Sen. Ron Johnson (R-WI), chairman of the Senate Homeland Security Committee, told CNN’s Jake Tapper that’s he’s very concerned that key areas of our infrastructure are vulnerable to terrorist/cyber attack, specifically our nuclear power plants:
Senate Homeland Security Committee Chairman Ron Johnson, R-Wisconsin, said in an interview with CNN's Jake Tapper on "State of the Union" Sunday that he's worried about reports that the terrorists who attacked Brussels had also staked out and planned a strike on a nuclear power plant.
"I'm highly concerned about that, but not only in Europe -- look at the attack on the Metcalf power station in California. We have not solved that. That's a very disconcerting chain of events here," Johnson said, referring to the 2013 sniper attack on a California energy grid substation, which took out power to parts of Silicon Valley.
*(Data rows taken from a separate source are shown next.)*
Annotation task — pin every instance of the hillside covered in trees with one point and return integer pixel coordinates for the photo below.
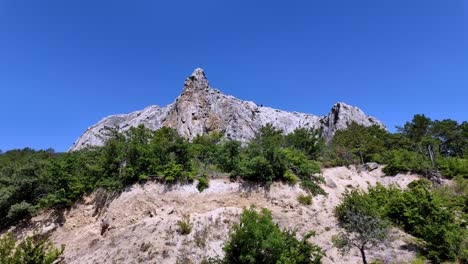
(31, 180)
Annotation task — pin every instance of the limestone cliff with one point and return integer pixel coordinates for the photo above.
(201, 109)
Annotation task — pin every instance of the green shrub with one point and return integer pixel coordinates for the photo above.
(426, 214)
(20, 211)
(185, 227)
(30, 250)
(173, 172)
(256, 239)
(405, 161)
(203, 183)
(451, 167)
(290, 178)
(304, 199)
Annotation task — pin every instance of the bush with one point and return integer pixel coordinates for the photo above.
(405, 161)
(20, 211)
(304, 199)
(203, 183)
(451, 167)
(425, 214)
(256, 239)
(185, 227)
(173, 172)
(358, 215)
(30, 250)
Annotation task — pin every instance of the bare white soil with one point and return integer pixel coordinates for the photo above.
(143, 220)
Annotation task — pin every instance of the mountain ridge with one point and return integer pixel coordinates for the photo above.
(200, 109)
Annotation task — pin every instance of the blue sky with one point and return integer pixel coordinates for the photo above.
(64, 65)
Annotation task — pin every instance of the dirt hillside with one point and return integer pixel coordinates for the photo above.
(142, 221)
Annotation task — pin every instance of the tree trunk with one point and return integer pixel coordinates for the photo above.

He continued: "So trust me, our critical infrastructure is vulnerable to cyber-attack, to potential terrorist attack, and we are not taking this threat seriously enough. So it's very concerning."
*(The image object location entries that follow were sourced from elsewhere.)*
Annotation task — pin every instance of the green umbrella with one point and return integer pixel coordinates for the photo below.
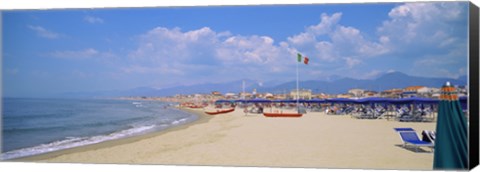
(451, 143)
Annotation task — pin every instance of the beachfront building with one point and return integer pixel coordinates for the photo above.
(268, 96)
(280, 96)
(356, 92)
(230, 96)
(303, 94)
(427, 91)
(321, 96)
(392, 93)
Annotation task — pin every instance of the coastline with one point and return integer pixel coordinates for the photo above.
(202, 118)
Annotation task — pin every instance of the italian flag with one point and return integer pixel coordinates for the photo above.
(305, 59)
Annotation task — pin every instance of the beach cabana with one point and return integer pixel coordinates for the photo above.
(451, 142)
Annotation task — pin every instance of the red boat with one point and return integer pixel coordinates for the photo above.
(282, 114)
(220, 111)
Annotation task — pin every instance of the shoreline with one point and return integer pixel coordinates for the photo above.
(202, 118)
(315, 140)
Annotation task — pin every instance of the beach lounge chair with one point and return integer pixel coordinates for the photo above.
(410, 137)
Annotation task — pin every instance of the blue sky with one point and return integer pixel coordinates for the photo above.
(54, 51)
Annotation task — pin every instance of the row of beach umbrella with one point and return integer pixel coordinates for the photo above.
(368, 100)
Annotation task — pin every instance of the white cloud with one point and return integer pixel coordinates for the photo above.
(93, 19)
(44, 33)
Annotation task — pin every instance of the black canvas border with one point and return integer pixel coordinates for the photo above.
(473, 86)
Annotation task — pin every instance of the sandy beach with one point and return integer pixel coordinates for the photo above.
(314, 140)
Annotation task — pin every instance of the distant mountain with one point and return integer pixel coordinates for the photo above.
(333, 85)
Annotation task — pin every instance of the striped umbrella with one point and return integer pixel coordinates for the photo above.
(451, 143)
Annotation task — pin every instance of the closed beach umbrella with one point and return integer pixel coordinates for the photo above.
(451, 148)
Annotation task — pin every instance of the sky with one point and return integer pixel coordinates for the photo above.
(54, 51)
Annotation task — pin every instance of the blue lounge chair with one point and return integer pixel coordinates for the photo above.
(410, 137)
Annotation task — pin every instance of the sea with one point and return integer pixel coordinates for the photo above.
(32, 126)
Johnson called for "more robust" surveillance and a stronger U.S. military role in the Middle East.
But, he admitted, "We all have the problem of what do you do with the not-guilty-yet in free and democratic societies where you have the presumption of innocence. It's a very difficult problem."
No doubt it is a terrible problem, but we must also be reminded that our “presumption of innocence,” the right to a trial and public counsel, and our civil liberties is what separates us from them, especially when terrorist groups, like ISIS, want us to shred those values with these attacks. We must also remind ourselves that more often than not, the people who are tasked with carry out these attacks are not the smartest bunch. Mohammad Salameh, who rented the van used in the first World Trade Center bombing in 1993, was arrested after he tried to reclaim his $400 deposit. Faisal Shahzad, the would-be perpetrator of the 2010 Times Square bombing, left the keys to his getaway vehicle inside the Pathfinder that was set to explode.
Scary times? Yes. We must always be vigilant and alert authorities when we see something odd. That could have prevented the San Bernardino shootings that were terrorist-inspired, though some neighbors were worried that they were being racist, or something. If they had, more likely than not, law enforcement would have prevented such an awful crime, as they have done so many times before.